満足度★★★★
オーソドックスな物語をエンターテイメントに仕立てた快作
理不尽な権力に立ち向かう主人公というエラく真っ当で小っ恥ずかしいほどオーソドックスなストーリーを、いのうえ歌舞伎に通ずるロックナンバー、アングラ気味のメイク・衣裳、主人公がニートなど露悪を装うことでエンターテイメントに仕立てた快作。
「オーソドックスなストーリー」ということはつまりワカり易い訳で、高い所から低い所へ水が流れるように澱みなく物語が進むのが小気味よく、伏せられていた事実が明かされた時には「やっぱり!」と観客に優越感を与える、的な(笑)。
ゆえに細かい台詞など聞き取れなくても問題はないが、歌詞部分や仮面を付けての台詞もクリアに伝われば(投影するというテもアリだな)なおよしか?

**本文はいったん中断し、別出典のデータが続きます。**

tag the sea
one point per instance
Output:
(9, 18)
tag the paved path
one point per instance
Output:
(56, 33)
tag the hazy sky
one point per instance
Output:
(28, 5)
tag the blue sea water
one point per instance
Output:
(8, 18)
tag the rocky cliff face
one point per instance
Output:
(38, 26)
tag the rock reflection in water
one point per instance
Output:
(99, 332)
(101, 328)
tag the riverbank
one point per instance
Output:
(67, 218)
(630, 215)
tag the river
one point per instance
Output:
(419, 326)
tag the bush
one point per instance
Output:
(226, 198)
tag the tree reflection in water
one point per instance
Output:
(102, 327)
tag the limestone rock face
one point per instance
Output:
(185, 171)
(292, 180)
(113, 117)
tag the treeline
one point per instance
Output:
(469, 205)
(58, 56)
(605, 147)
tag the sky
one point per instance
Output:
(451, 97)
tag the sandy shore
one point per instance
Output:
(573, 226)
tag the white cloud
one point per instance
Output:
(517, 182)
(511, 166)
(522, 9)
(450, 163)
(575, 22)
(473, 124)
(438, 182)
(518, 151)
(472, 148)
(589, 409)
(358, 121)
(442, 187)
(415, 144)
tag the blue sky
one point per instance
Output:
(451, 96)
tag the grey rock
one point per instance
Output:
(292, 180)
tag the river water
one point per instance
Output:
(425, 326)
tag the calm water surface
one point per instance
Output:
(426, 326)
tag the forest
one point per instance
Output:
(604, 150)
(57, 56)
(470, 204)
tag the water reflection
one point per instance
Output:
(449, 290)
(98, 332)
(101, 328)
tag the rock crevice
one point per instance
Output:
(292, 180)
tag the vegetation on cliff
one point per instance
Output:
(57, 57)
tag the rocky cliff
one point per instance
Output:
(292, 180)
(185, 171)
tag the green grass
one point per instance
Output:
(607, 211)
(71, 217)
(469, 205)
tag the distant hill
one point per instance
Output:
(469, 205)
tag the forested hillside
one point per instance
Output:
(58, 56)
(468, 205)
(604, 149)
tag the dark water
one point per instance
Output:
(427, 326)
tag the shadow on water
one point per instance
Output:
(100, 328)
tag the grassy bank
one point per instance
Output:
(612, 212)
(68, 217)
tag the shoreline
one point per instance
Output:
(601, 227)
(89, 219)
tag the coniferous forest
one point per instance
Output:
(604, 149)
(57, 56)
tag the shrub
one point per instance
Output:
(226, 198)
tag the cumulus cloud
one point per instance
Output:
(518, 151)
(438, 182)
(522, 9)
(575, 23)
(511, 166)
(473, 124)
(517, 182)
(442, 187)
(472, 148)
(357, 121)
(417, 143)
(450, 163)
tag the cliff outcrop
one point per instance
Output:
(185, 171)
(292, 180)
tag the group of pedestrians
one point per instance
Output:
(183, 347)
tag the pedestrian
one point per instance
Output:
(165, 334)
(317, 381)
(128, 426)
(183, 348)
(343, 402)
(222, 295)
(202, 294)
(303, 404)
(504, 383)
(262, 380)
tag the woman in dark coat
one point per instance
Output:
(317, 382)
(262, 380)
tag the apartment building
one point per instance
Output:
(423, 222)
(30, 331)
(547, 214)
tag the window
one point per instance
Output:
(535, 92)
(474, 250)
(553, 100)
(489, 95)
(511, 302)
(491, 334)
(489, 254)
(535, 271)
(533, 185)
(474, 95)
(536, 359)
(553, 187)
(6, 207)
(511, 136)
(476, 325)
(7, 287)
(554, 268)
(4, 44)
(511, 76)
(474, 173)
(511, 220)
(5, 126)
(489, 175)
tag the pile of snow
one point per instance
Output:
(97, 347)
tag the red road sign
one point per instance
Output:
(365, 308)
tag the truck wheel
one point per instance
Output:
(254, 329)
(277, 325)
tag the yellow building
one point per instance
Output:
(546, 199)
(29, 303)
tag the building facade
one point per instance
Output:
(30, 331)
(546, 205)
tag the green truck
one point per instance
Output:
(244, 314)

なお、不道徳な感じにかつての柿喰う客を、ロックとアングラに虚飾集団廻天百眼を連想。(どちらもずっとマイルドだけれども)
また、受付開始が5分押しなことを1階エレベーター前で知らせてくれたり、開場後は「全席自由だが満席予定なので差し支えなければ」と断った上で奥に誘導する(もちろん遅れて来る客のための席も確保している)など、スタッフワークも優秀で好感を持つ。